Más poderoso que la vida
Melodrama en imponente formato “cinemascope” en torno a la América idílica de los 50 y sus apenas disimuladas miserias, mentiras y frustraciones. Las de un cabeza de familia (James Mason) que debe cargar con grandes responsabilidades y no puede detenerse sólo porque esté cansado, o porque no le llegue el sueldo de profe y deba pluriemplearse en secreto, o por minucias de nada, como una rara dolencia que se abre paso en su cuerpo y requiere de un tratamiento experimental por entonces, la cortisona, que le produce gravísimas alteraciones mentales.
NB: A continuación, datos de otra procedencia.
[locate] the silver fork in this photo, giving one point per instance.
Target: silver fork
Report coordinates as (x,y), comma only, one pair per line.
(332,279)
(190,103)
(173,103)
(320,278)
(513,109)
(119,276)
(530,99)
Lo concreto de la cuestión médica y cómo la enfermedad afecta a quienes la padecen y a sus allegados pasa a ser metáfora de una sociedad enferma, en la que algo decididamente no funciona bien y el individuo se ve por completo alienado de sí mismo, pierde el control en cuanto deja de ser operativo y funcional. Por si fuera poco, las mujeres parece que no tienen derecho a decir ni pío ante la autoridad del varón, por cuestionable que pueda ser esta (ese aguantarse “por amor”) y son las criaturas inocentes las que sufren la violencia física y psicológica. Se desprende una ironía terrible de la actitud de nuestro hombre, de sus propios valores pervertidos, conforme se adentra en el abismo y se vuelve su propio “doppleganger”, reflejado en un espejo roto; un monstruo autoritario y sin piedad que no atiende a razones, mutando desde la simpatía de un padrazo, de un pobre tipo algo desvalido, hasta convertirse en el mismísimo Jack Torrance en un tramo final de creciente tensión que se inclina hacia el terror.
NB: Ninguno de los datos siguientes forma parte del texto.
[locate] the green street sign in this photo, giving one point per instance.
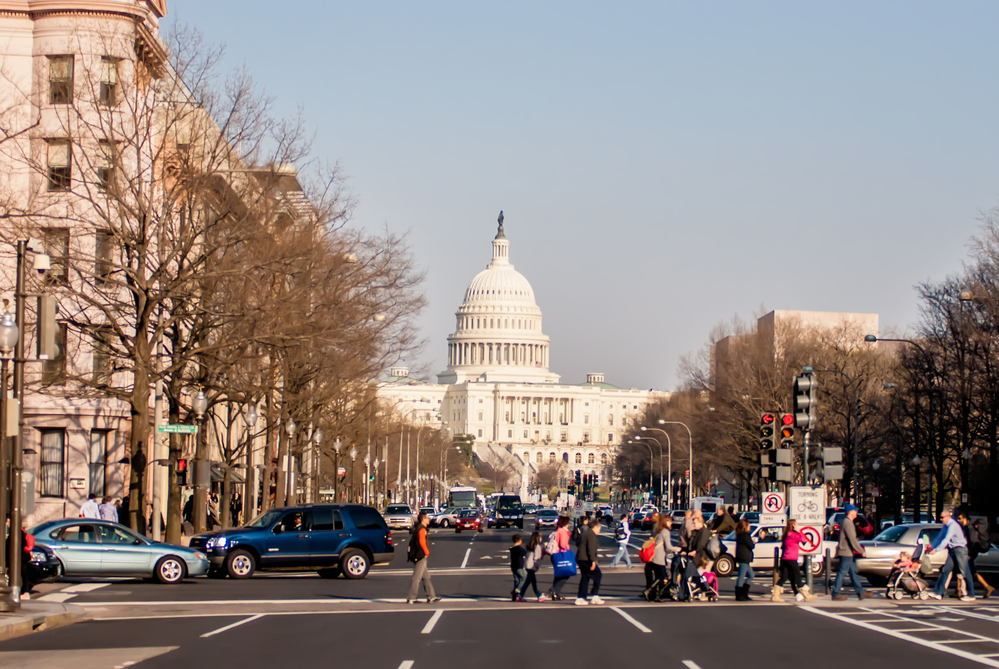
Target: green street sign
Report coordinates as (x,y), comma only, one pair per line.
(179,429)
Es en cierto modo el retrato de una época ingenua que pierde dicha ingenuidad en lo que respecta a las drogas, legales en este caso, la adicción y sus perniciosos efectos, lo cual incluso puede aplicarse a día de hoy; plena era de los ansiolíticos como remedio fácil de todo problema y sustituto de nuestras almas hechas polvo (en este caso, el detalle del balón de fútbol revela un pasado de fracaso como deportista). Se puede ver como una crítica del conservadurismo pero hay un factor religioso, al menos como excusa para un discurso sumamente humanista. El que parte de un sentimiento de profundo afecto por la familia unida, por los niños, seres incorruptos aún por la intransigencia del mundo adulto y que son lo más valioso (por algo protagonizan los créditos iniciales)... de cierto desprecio por lo material y consumista. Confianza y ausencia de secretos entre unos y otros como lo deseable, frente a la paranoia cada vez más obsesiva y el ensimismamiento.
Los personajes sufren mucho, como en todo buen dramón con tintes sinfónicos, y se enfrentan a disyuntivas difíciles de salvar. El uso del formato en un género de historias íntimas, de interiores, ofrece una enorme profundidad de plano, un uso exacerbado del color y las sombras, mucha presencia de objetos y mobiliario, con varios niveles dentro de encuadre a veces… un poderío visual que explota hacia el final como una alucinación, mascándose la tragedia, con gente perdiendo mucho y muy fuerte los papeles; apoteósico, y pudiendo haber caído en la parodia sin pretenderlo por lo extremo del material.